Dean Martin makes it official: he will seek governor's seat

Dean Martin announces his bid for governor this morning, promising to rein in state spending but providing no specifics on what he would cut. He picked up the endorsement of Robert Graham, left, who previously had filed his own paperwork to run for governor, and several lawmakers including Rep. Carl Seel, R-Phoenix, right. (Capitol Media Services photo by Howard Fischer)

Dean Martin announces his bid for governor this morning, promising to rein in state spending but providing no specifics on what he would cut. He picked up the endorsement of Robert Graham, left, who previously had filed his own paperwork to run for governor, and several lawmakers including Rep. Carl Seel, R-Phoenix, right. (Capitol Media Services photo by Howard Fischer)

PHOENIX -- Dean Martin launched his gubernatorial campaign today with a promise to use armed National Guard troops to militarize the international border.

"What's the difference of guarding the Arizona border and guarding the Afghan border or guarding the Iraqi border,' the 35-year-old state treasurer said. "It's a very similar role.'

And Martin said the move actually would help the soldiers.

"The training that they could obtain in helping us secure our border is very easily translated to possible deployment overseas,' he said.

But much of the focus of Martin's campaign is the state's financial situation and the fact Arizona has been spending money faster than it has been taking it in.
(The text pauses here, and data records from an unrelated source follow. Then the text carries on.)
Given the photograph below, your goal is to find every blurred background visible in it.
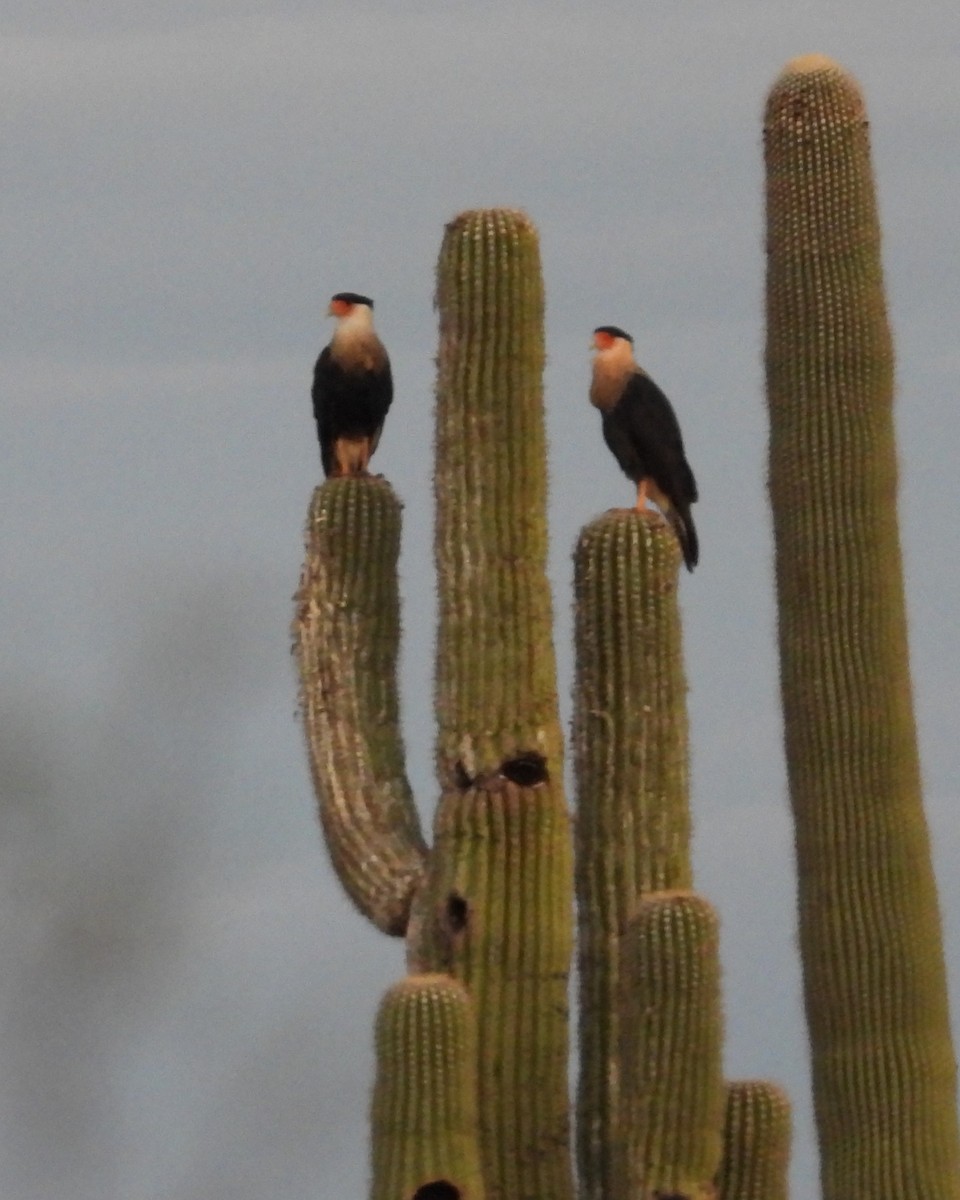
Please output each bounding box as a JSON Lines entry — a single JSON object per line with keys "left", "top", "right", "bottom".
{"left": 3, "top": 3, "right": 959, "bottom": 1196}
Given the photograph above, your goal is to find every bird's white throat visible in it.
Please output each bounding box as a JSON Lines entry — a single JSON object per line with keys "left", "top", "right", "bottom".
{"left": 332, "top": 303, "right": 375, "bottom": 342}
{"left": 331, "top": 304, "right": 386, "bottom": 371}
{"left": 590, "top": 340, "right": 637, "bottom": 411}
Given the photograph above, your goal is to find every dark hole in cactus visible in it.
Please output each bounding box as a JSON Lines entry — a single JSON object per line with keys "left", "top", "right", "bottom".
{"left": 444, "top": 892, "right": 469, "bottom": 934}
{"left": 412, "top": 1181, "right": 461, "bottom": 1200}
{"left": 499, "top": 751, "right": 549, "bottom": 787}
{"left": 452, "top": 760, "right": 474, "bottom": 788}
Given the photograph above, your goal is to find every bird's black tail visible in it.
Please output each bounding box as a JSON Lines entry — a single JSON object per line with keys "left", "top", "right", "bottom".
{"left": 668, "top": 505, "right": 699, "bottom": 572}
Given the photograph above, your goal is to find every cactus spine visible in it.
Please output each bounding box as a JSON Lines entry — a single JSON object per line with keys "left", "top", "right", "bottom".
{"left": 765, "top": 54, "right": 960, "bottom": 1198}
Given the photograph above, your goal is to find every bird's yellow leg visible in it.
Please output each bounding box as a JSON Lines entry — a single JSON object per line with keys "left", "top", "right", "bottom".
{"left": 635, "top": 478, "right": 648, "bottom": 511}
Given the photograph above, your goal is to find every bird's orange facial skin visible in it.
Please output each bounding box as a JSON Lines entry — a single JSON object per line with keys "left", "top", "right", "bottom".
{"left": 593, "top": 330, "right": 616, "bottom": 351}
{"left": 328, "top": 298, "right": 352, "bottom": 318}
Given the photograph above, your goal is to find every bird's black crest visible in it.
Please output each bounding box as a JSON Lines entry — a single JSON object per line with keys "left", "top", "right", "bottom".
{"left": 594, "top": 325, "right": 633, "bottom": 343}
{"left": 331, "top": 291, "right": 374, "bottom": 308}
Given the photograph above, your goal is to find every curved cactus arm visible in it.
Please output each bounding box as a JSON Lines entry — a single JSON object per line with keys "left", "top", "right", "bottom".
{"left": 573, "top": 510, "right": 693, "bottom": 1200}
{"left": 765, "top": 55, "right": 960, "bottom": 1197}
{"left": 619, "top": 890, "right": 725, "bottom": 1200}
{"left": 370, "top": 975, "right": 486, "bottom": 1200}
{"left": 717, "top": 1081, "right": 791, "bottom": 1200}
{"left": 293, "top": 478, "right": 428, "bottom": 936}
Martin said while the problem predates Jan Brewer's becoming governor a year ago, he clearly faults her for not doing more to fix the problem.

Martin specifically said he opposes Brewer's proposal for a temporary one-cent hike in the state's 5.6 percent sales tax to balance the budget until the economy improves.
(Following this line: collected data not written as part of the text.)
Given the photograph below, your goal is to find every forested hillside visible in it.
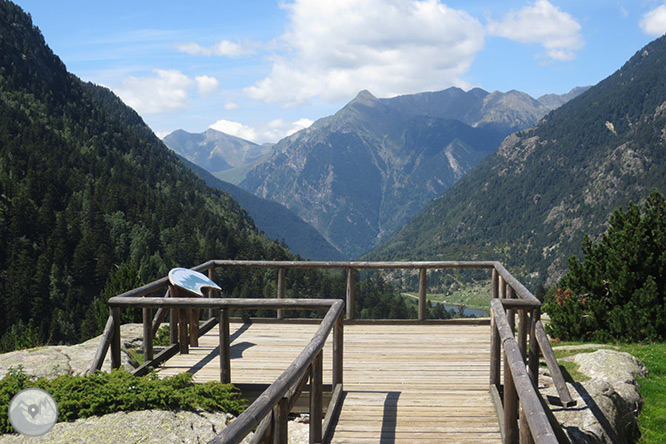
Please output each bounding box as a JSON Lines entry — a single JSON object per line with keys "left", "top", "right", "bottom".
{"left": 0, "top": 1, "right": 295, "bottom": 349}
{"left": 371, "top": 34, "right": 666, "bottom": 288}
{"left": 180, "top": 158, "right": 345, "bottom": 261}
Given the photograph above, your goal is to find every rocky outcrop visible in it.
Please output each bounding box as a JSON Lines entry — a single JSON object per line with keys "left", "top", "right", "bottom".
{"left": 0, "top": 324, "right": 145, "bottom": 379}
{"left": 0, "top": 410, "right": 245, "bottom": 444}
{"left": 539, "top": 349, "right": 647, "bottom": 444}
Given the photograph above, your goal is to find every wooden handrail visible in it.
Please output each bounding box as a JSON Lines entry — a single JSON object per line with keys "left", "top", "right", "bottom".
{"left": 100, "top": 291, "right": 344, "bottom": 444}
{"left": 209, "top": 299, "right": 344, "bottom": 444}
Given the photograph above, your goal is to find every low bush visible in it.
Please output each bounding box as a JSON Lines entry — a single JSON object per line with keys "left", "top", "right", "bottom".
{"left": 0, "top": 367, "right": 246, "bottom": 434}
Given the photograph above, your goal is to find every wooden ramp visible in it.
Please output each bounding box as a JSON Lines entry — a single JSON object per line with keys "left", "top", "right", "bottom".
{"left": 158, "top": 321, "right": 501, "bottom": 444}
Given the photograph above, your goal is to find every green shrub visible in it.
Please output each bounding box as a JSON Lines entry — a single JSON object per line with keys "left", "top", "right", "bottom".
{"left": 0, "top": 367, "right": 246, "bottom": 434}
{"left": 544, "top": 189, "right": 666, "bottom": 342}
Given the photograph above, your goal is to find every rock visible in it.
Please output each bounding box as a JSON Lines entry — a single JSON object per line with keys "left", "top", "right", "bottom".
{"left": 540, "top": 349, "right": 646, "bottom": 444}
{"left": 0, "top": 324, "right": 145, "bottom": 379}
{"left": 572, "top": 349, "right": 648, "bottom": 384}
{"left": 0, "top": 409, "right": 250, "bottom": 444}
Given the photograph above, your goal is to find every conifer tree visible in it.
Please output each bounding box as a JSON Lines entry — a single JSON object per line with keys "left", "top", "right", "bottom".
{"left": 544, "top": 189, "right": 666, "bottom": 342}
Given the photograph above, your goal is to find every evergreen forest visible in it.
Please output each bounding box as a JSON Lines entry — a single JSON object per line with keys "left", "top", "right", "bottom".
{"left": 0, "top": 1, "right": 439, "bottom": 352}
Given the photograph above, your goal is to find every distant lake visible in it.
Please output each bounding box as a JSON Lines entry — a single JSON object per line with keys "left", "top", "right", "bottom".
{"left": 441, "top": 304, "right": 489, "bottom": 317}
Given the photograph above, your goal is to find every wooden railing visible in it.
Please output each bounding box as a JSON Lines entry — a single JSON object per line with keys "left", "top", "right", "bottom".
{"left": 89, "top": 260, "right": 576, "bottom": 444}
{"left": 490, "top": 264, "right": 575, "bottom": 444}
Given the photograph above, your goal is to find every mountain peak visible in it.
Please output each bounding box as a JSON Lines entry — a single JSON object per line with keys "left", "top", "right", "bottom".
{"left": 351, "top": 89, "right": 379, "bottom": 105}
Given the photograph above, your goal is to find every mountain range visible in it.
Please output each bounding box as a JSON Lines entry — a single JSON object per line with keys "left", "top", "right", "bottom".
{"left": 164, "top": 129, "right": 272, "bottom": 178}
{"left": 371, "top": 35, "right": 666, "bottom": 287}
{"left": 167, "top": 87, "right": 587, "bottom": 258}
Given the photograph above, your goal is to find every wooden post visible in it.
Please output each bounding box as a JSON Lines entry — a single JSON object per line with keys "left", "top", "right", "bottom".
{"left": 110, "top": 307, "right": 121, "bottom": 370}
{"left": 529, "top": 308, "right": 540, "bottom": 386}
{"left": 168, "top": 285, "right": 179, "bottom": 346}
{"left": 219, "top": 308, "right": 231, "bottom": 384}
{"left": 519, "top": 308, "right": 533, "bottom": 444}
{"left": 490, "top": 268, "right": 501, "bottom": 386}
{"left": 272, "top": 397, "right": 289, "bottom": 444}
{"left": 189, "top": 306, "right": 199, "bottom": 347}
{"left": 277, "top": 267, "right": 286, "bottom": 320}
{"left": 208, "top": 267, "right": 218, "bottom": 319}
{"left": 418, "top": 268, "right": 427, "bottom": 321}
{"left": 504, "top": 351, "right": 519, "bottom": 444}
{"left": 333, "top": 311, "right": 344, "bottom": 387}
{"left": 507, "top": 286, "right": 516, "bottom": 332}
{"left": 518, "top": 309, "right": 528, "bottom": 363}
{"left": 520, "top": 407, "right": 534, "bottom": 444}
{"left": 346, "top": 269, "right": 355, "bottom": 320}
{"left": 142, "top": 307, "right": 153, "bottom": 362}
{"left": 178, "top": 308, "right": 189, "bottom": 354}
{"left": 310, "top": 351, "right": 323, "bottom": 444}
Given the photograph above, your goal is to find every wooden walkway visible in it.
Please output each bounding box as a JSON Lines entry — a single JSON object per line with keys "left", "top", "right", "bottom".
{"left": 158, "top": 321, "right": 501, "bottom": 443}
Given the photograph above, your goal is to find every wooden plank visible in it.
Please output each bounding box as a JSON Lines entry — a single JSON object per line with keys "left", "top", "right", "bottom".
{"left": 159, "top": 322, "right": 502, "bottom": 443}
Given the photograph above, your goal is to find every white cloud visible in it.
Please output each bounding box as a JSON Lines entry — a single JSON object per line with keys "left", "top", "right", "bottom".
{"left": 209, "top": 117, "right": 315, "bottom": 144}
{"left": 209, "top": 119, "right": 258, "bottom": 141}
{"left": 177, "top": 40, "right": 257, "bottom": 57}
{"left": 195, "top": 75, "right": 220, "bottom": 96}
{"left": 244, "top": 0, "right": 484, "bottom": 105}
{"left": 640, "top": 4, "right": 666, "bottom": 36}
{"left": 115, "top": 69, "right": 193, "bottom": 114}
{"left": 287, "top": 118, "right": 314, "bottom": 135}
{"left": 114, "top": 70, "right": 220, "bottom": 114}
{"left": 224, "top": 102, "right": 240, "bottom": 110}
{"left": 487, "top": 0, "right": 583, "bottom": 61}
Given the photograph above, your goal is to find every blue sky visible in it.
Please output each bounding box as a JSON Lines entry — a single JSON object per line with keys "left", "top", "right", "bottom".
{"left": 14, "top": 0, "right": 666, "bottom": 143}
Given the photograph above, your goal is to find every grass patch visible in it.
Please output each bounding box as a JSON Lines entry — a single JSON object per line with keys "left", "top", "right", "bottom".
{"left": 402, "top": 281, "right": 492, "bottom": 310}
{"left": 617, "top": 343, "right": 666, "bottom": 444}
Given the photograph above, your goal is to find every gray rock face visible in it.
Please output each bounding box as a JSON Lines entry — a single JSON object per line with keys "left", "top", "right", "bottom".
{"left": 0, "top": 324, "right": 144, "bottom": 379}
{"left": 0, "top": 410, "right": 243, "bottom": 444}
{"left": 540, "top": 349, "right": 647, "bottom": 444}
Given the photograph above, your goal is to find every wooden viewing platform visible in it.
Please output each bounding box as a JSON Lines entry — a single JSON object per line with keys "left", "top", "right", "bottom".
{"left": 158, "top": 320, "right": 501, "bottom": 443}
{"left": 97, "top": 260, "right": 573, "bottom": 443}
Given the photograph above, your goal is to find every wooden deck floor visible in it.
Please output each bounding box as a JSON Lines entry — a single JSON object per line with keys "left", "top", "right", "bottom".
{"left": 158, "top": 321, "right": 501, "bottom": 444}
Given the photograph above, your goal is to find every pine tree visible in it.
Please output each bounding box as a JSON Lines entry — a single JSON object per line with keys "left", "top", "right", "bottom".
{"left": 544, "top": 189, "right": 666, "bottom": 342}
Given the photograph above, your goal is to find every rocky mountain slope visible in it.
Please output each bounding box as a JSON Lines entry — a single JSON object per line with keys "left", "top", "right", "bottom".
{"left": 181, "top": 158, "right": 344, "bottom": 260}
{"left": 234, "top": 86, "right": 586, "bottom": 258}
{"left": 164, "top": 128, "right": 271, "bottom": 176}
{"left": 370, "top": 35, "right": 666, "bottom": 287}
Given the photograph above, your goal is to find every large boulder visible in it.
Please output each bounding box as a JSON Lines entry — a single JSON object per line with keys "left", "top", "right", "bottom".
{"left": 0, "top": 410, "right": 245, "bottom": 444}
{"left": 539, "top": 349, "right": 647, "bottom": 444}
{"left": 0, "top": 324, "right": 145, "bottom": 379}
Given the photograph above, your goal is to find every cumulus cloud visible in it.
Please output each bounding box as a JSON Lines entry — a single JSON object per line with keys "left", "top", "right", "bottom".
{"left": 244, "top": 0, "right": 484, "bottom": 105}
{"left": 640, "top": 4, "right": 666, "bottom": 36}
{"left": 115, "top": 70, "right": 220, "bottom": 114}
{"left": 115, "top": 69, "right": 193, "bottom": 114}
{"left": 487, "top": 0, "right": 583, "bottom": 61}
{"left": 177, "top": 40, "right": 257, "bottom": 57}
{"left": 209, "top": 119, "right": 259, "bottom": 141}
{"left": 195, "top": 75, "right": 220, "bottom": 96}
{"left": 209, "top": 117, "right": 314, "bottom": 144}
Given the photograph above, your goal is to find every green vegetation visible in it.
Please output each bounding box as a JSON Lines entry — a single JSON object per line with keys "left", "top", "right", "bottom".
{"left": 402, "top": 280, "right": 492, "bottom": 311}
{"left": 550, "top": 342, "right": 666, "bottom": 443}
{"left": 622, "top": 343, "right": 666, "bottom": 443}
{"left": 0, "top": 367, "right": 246, "bottom": 434}
{"left": 544, "top": 189, "right": 666, "bottom": 342}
"You cannot balance this budget by taking more money from the taxpayers we have left,' he said.

And Martin also said it was wrong of the Legislature to try to come up with some immediate cash with a plan to sell off $735 million of state buildings and then lease them back for the next 20 years.

"Each of us has to live within our own means,' he said. "And since government lives off our means, why should they be any different?'

He said state spending has to be brought back to the level it was five years ago to match current revenues.

But Martin repeatedly refused to provide specifics today of exactly what programs and services he would cut. The treasurer said he currently lacks sufficient information to do that because the governor has not yet released her spending plan for the coming year, a plan that will detail what state agencies are currently spending

The closest Martin came to actually proposing a cut was to repeat what Brewer proposed Monday in her State of the State speech: Ask voters to reconsider their 2000 mandate that the state provide free health care for everyone below the federal poverty level.

There are currently about 1.2 million Arizonans getting free care; returning to pre-2000 levels would trim the rolls by about 300,000.

He said voters were told that the expanded coverage would be paid for entirely from the state's share of a nationwide settlement with tobacco companies. That, however, has not proven true.

But Martin had a twist on what Brewer proposed. He said voters should be given two options: Fund only the number of people whose care can be provided with the approximately $100 million a year the state is getting in that settlement, or ask voters if they're willing to permanently hike taxes to keep what he called the "Cadillac program.'

On the issue of militarizing the border, Martin said he did not have a cost. But he said it certainly would be less than Arizona now spends arresting and incarcerating illegal immigrants who commit crimes and providing benefits to those not here legally.

And Martin said he has no problem having armed Guard troops looking for illegal immigrants.

"You don't deploy individuals without providing them the proper resources and protection,' he said.

Martin joins a race for the Republican nomination already populated by Brewer, Paradise Valley Mayor Vernon Parker, former Board of Regents President John Munger and Paulden business owner Owen Buz Mills.

The survivor will face off against Attorney General Terry Goddard, currently the only high-profile Democrat in the race.